Vie et mort de l'inca Atahuallpa, de Gilbert Vaudey

Le 16 novembre 1532, au coeur des Andes, l'Inca Atahuallpa, entouré de milliers de soldats, se porte à la rencontre de la petite troupe espagnole aventurée jusqu'à lui. Trois heures plus tard, son armée dispersée dans la nuit, il n'est plus qu'un prisonnier, souverain dépossédé d'un empire effondré au premier contact avec ses conquérants.

couverture - vie et mort de l'inca atahuallpa © Felipe guaman Poma de Ayala couverture - vie et mort de l'inca atahuallpa © Felipe guaman Poma de Ayala

Quel·le lecteur·trice ne s'est-il·elle pas un jour retrouvé·e dans une librairie à flâner parmi les rayons, les tables de nouveautés, à chercher l'inspiration, une perle rare ? Tel était bien mon cas, il y a quelques mois quand j'ai fait l'acquisition de ce livre de Gilbert Vaudey. La couverture ne paye pourtant pas de mine et n'incite pas vraiment à s'arrêter dessus. Le titre, lui par contre, interpelle un peu plus. Atahuallpa... Inca... ne sentez vous pas mon brin de nostalgie pour mon enfance, bercée par la série des Mystérieuses Cités d'Or !? Mais si, rappelez-vous ! Esteban, Tao, Zia embarqué.es dans de folles aventures... temples du soleil et grand condor... Tout cela ne pouvait que m'inciter à regarder ce livre de plus près.

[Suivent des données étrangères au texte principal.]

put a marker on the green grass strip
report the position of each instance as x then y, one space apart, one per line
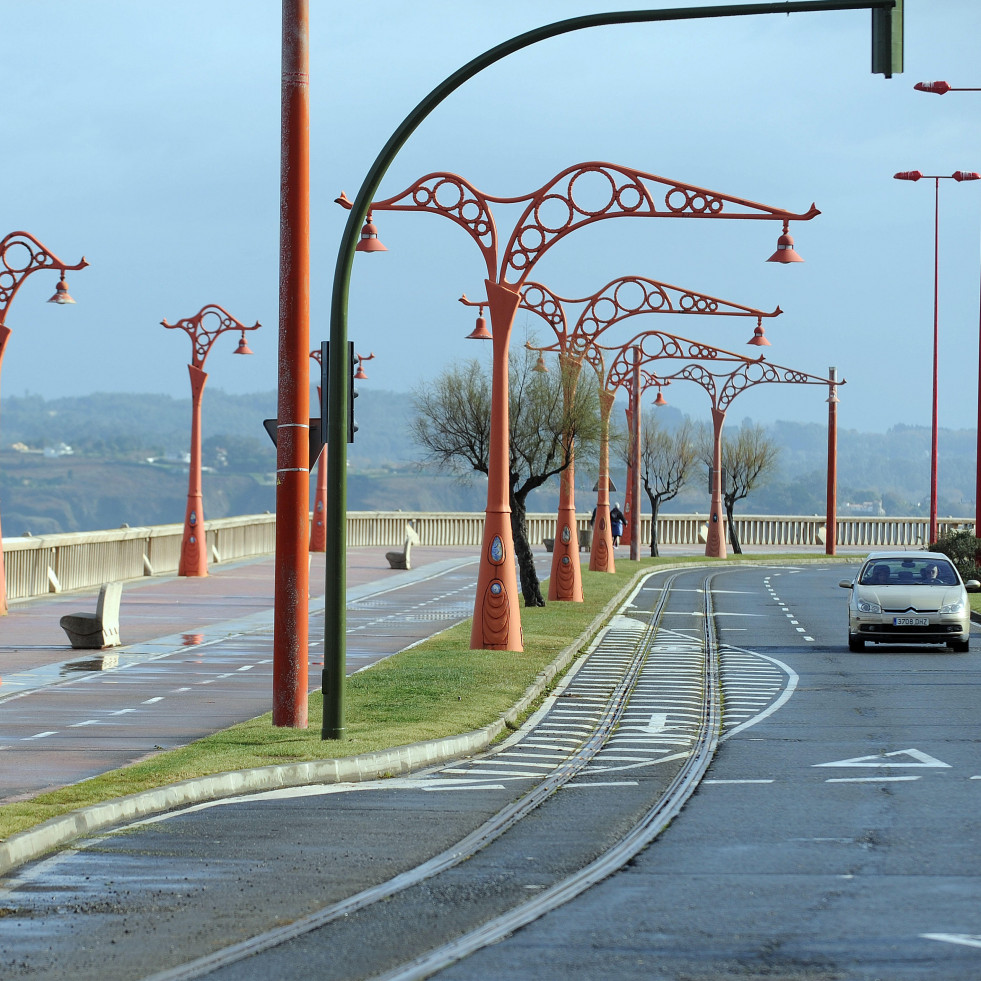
438 688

"Le 16 novembre 1532, au coeur des Andes, l'Inca Atahuallpa, entouré de milliers de soldats, se porte à la rencontre de la petite troupe espagnole aventurée jusqu'à lui. Trois heures plus tard, son armée dispersée dans la nuit, il n'est plus qu'un prisonnier, souverain dépossédé d'un empire effondré au premier contact avec ses conquérants." Ainsi commence le résumé de l'histoire en quatrième de couverture.

Mais Gilbert Vaudey ne nous livre pas du tout une histoire romancée de la vie du souverain Inca ! A ma grande déconvenue, il faut le reconnaître ! J'aurai peut-être dû lire plus attentivement la totalité du résumé sur la quatrième de couverture et/ou poser plus de questions à ma libraire ! Comptez sur moi pour en prendre note la prochaine fois.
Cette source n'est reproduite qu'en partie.